Both Transeuropa and Norfolklines offer good deals for motorhomers and we will definitely continue to use them for our crossings.
We have not used the port of Ramsgate before, can you tell us if there is anywhere to overnight at or near to the ferry terminus. We are booked on a 7:00 am ferry , if we cannot park up somewhere we will have to leave home at 3:00 am.


----------



## Knauser (May 26, 2005)

I emailed Transeuropa and got this reply -

Dear Mr xxxxxx

Thankyou for your enquiry and yes we do have overnight parking. If when you arrive and the terminal is closed there is a car parking area to the left of the building. This is free of charge if you could just let security know that you are booked to travel in the morning.

Many Thanks 
Rebecca Braganza
Passenger Reception

Will be giving it a try in December

Knauser


----------



## 89002 (May 11, 2005)

Well I wish someone would tell the Irish sea operators, as the reverse is true there.
We don't want to go to France.
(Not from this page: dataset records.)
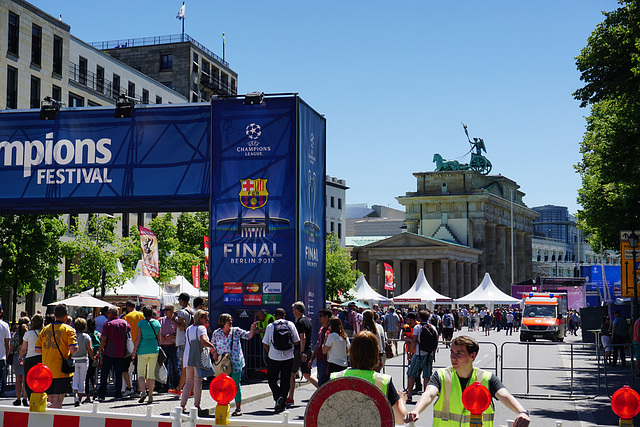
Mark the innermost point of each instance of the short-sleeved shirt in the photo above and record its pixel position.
(494, 383)
(5, 333)
(275, 354)
(149, 340)
(65, 337)
(186, 314)
(303, 326)
(222, 344)
(132, 319)
(115, 332)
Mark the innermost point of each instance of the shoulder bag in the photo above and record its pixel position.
(68, 365)
(222, 365)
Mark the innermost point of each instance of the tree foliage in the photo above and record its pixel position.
(340, 277)
(30, 251)
(610, 166)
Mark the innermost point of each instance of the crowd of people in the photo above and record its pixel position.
(351, 341)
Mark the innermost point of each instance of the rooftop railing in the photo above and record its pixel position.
(155, 40)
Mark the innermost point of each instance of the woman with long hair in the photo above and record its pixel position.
(336, 346)
(18, 368)
(196, 333)
(369, 324)
(28, 356)
(146, 348)
(226, 339)
(364, 359)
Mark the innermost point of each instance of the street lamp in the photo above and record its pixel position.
(633, 242)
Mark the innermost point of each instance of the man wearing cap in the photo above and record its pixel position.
(5, 334)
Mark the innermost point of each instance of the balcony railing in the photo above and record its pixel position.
(156, 40)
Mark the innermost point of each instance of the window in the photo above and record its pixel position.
(166, 61)
(56, 92)
(36, 45)
(75, 100)
(14, 32)
(57, 55)
(116, 85)
(99, 79)
(12, 87)
(35, 92)
(82, 70)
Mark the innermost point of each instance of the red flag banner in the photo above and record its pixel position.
(195, 275)
(206, 257)
(149, 244)
(388, 277)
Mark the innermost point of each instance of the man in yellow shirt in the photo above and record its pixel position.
(55, 342)
(132, 316)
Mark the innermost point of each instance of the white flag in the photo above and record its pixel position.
(181, 12)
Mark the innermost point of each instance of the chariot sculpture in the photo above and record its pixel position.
(478, 163)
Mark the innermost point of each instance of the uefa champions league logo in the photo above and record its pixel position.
(253, 131)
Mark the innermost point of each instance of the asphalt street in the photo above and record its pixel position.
(562, 385)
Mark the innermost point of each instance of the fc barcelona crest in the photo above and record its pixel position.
(253, 193)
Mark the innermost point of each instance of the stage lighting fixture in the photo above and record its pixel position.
(124, 106)
(49, 108)
(253, 98)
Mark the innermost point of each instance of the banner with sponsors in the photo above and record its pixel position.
(312, 213)
(149, 244)
(388, 277)
(87, 159)
(253, 210)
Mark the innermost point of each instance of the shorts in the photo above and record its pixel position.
(420, 363)
(299, 364)
(60, 386)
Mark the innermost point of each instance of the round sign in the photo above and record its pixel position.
(348, 401)
(476, 398)
(222, 389)
(39, 378)
(625, 402)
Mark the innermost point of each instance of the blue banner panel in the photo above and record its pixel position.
(312, 213)
(253, 212)
(88, 161)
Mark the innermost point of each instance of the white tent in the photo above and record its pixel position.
(421, 293)
(364, 292)
(487, 293)
(178, 285)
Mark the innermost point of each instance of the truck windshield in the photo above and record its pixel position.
(540, 311)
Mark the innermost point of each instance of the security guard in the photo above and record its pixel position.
(450, 382)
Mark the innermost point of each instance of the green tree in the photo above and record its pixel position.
(30, 252)
(340, 276)
(610, 166)
(95, 250)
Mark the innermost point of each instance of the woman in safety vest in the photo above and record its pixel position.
(364, 358)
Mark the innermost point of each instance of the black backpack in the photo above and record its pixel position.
(428, 339)
(282, 336)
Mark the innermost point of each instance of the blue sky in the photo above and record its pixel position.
(396, 79)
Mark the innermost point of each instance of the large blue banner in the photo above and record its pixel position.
(253, 212)
(88, 161)
(312, 213)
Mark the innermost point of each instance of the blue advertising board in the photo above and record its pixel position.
(88, 161)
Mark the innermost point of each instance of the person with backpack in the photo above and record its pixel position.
(424, 343)
(278, 341)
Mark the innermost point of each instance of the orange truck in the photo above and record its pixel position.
(544, 315)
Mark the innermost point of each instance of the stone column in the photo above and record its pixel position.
(467, 278)
(444, 277)
(460, 279)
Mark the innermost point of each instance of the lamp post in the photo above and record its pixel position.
(633, 242)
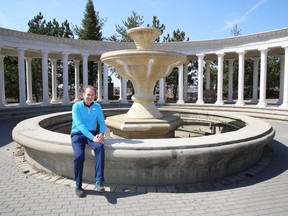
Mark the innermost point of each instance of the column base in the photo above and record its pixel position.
(200, 102)
(240, 103)
(180, 102)
(219, 103)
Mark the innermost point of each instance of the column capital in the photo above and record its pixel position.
(85, 55)
(220, 54)
(200, 55)
(264, 50)
(243, 52)
(64, 54)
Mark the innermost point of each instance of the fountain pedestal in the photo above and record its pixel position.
(143, 66)
(129, 128)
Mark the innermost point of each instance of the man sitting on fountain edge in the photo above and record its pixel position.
(88, 127)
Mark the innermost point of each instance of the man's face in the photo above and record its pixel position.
(89, 96)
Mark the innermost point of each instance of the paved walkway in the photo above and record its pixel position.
(262, 190)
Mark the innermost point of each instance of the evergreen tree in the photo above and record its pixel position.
(91, 24)
(132, 21)
(156, 24)
(91, 30)
(172, 79)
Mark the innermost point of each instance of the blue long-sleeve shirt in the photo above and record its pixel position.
(86, 119)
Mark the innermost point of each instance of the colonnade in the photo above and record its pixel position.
(78, 52)
(25, 80)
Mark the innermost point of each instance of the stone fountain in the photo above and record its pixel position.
(144, 160)
(143, 66)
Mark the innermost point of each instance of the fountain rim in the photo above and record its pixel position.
(31, 129)
(141, 52)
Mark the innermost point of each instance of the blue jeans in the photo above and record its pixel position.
(79, 142)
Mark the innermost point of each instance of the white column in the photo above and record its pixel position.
(230, 80)
(29, 81)
(54, 81)
(180, 85)
(85, 70)
(200, 79)
(123, 90)
(99, 83)
(241, 67)
(21, 76)
(161, 91)
(255, 80)
(280, 100)
(45, 92)
(220, 79)
(77, 82)
(263, 78)
(285, 85)
(208, 66)
(105, 84)
(2, 81)
(185, 81)
(66, 99)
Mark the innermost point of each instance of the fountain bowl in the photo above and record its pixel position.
(149, 161)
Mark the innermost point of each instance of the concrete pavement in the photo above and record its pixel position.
(261, 190)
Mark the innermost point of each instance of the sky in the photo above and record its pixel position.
(199, 19)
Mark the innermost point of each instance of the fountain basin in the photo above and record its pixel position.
(149, 161)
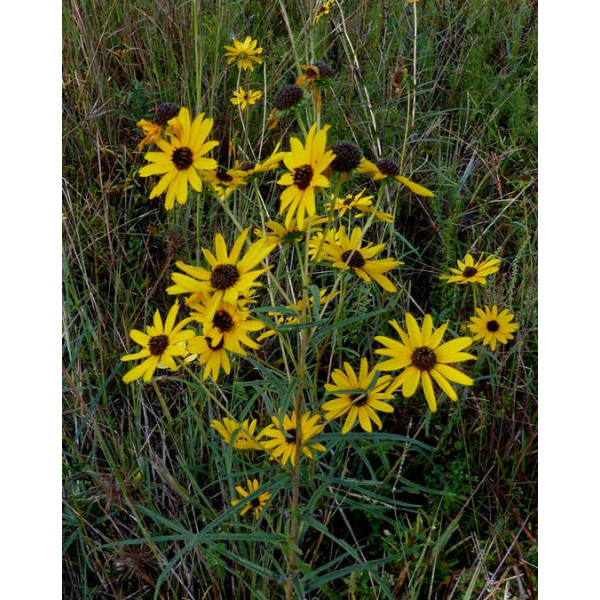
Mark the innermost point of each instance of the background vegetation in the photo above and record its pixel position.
(450, 512)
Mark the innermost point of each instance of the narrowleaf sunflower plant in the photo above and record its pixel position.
(303, 380)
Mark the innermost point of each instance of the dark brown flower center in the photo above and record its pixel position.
(303, 176)
(361, 401)
(353, 258)
(493, 326)
(158, 344)
(223, 321)
(216, 347)
(182, 158)
(224, 276)
(223, 176)
(424, 358)
(388, 166)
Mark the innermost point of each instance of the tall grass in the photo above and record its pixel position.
(434, 506)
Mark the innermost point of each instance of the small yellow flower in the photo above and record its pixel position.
(388, 167)
(347, 253)
(493, 326)
(306, 164)
(324, 9)
(359, 397)
(242, 433)
(160, 344)
(244, 98)
(231, 275)
(180, 158)
(257, 504)
(244, 54)
(228, 324)
(283, 445)
(470, 271)
(423, 358)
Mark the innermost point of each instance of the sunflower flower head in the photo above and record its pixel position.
(491, 326)
(350, 201)
(257, 503)
(324, 10)
(244, 54)
(424, 358)
(347, 253)
(287, 436)
(230, 276)
(243, 434)
(470, 271)
(306, 164)
(229, 324)
(159, 344)
(243, 98)
(181, 158)
(358, 397)
(388, 168)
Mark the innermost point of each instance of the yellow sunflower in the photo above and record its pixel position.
(243, 434)
(228, 324)
(470, 271)
(306, 165)
(180, 158)
(284, 433)
(347, 253)
(359, 397)
(424, 359)
(160, 344)
(361, 203)
(388, 167)
(256, 504)
(244, 54)
(245, 98)
(229, 276)
(493, 326)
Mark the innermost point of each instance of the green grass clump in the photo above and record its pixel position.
(435, 505)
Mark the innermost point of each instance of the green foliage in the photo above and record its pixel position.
(432, 505)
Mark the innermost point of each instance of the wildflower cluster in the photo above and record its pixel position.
(312, 257)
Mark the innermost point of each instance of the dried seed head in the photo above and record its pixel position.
(347, 156)
(388, 166)
(165, 112)
(288, 96)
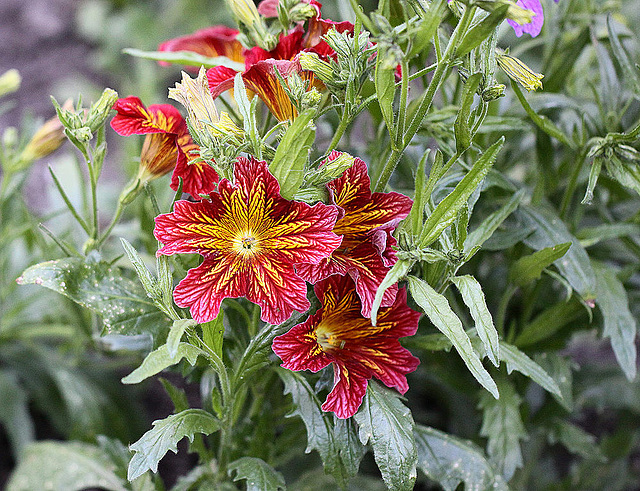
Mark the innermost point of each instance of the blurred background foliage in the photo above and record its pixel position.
(59, 380)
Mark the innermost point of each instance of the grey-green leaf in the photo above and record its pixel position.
(388, 425)
(619, 323)
(502, 425)
(259, 475)
(122, 303)
(439, 312)
(529, 268)
(292, 154)
(473, 298)
(159, 359)
(445, 213)
(165, 435)
(549, 230)
(72, 466)
(450, 461)
(517, 360)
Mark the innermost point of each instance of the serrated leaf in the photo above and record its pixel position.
(489, 225)
(473, 298)
(165, 435)
(461, 125)
(549, 230)
(292, 154)
(445, 213)
(388, 426)
(439, 312)
(175, 334)
(259, 475)
(450, 461)
(14, 413)
(122, 303)
(320, 431)
(396, 273)
(159, 359)
(517, 360)
(189, 58)
(502, 425)
(71, 466)
(619, 323)
(529, 268)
We go to Ireland, an every year it goes up. Even when you ring up and try to negotiate, they know the other operator's prices, and the fact that none of them discount. 
All these £19 to £60 fares etc make me seethe. How about £300+ for a summer crossing, or £220 for an autumn one at 3am. Well ok don't quote verbatim, but you get the idea.
With them you subsidise the freight. My friend drives a 10m 7.5t box van, he took a load to Dublin this year for £80 day return, having just turned up and paid at the check-in booth, not months in advance. Try doing that in a camper and see how much you pay !
I was moaning to a customer of ours in Queensferry who runs coach trips to Ireland about this, and he said if there is over a certain number of passengers on board, the coach travels free of charge. How about that then.


----------



## 94639 (May 1, 2005)

Knauser said:


> I emailed Transeuropa and got this reply -
> 
> Dear Mr xxxxxx
> 
> ...


Hi Knauser

We will give it a go in November, will let you know how we get on.

Safe travelling


----------



## chrisgog (May 17, 2005)

Just booked with Norfolkline for £88 return next July/August for 5 week trip. Could have done it for £68 but need my beauty sleep and don't fancy middle of the night crossing. Always stressed out on that first day of travel so will camp in Dover and catch 8.30 out. 
Did Norfokline this year and already saved £10 on last years price. 
Nice to see something getting cheaper anyway
Thanks for letting us know the prices everyone


----------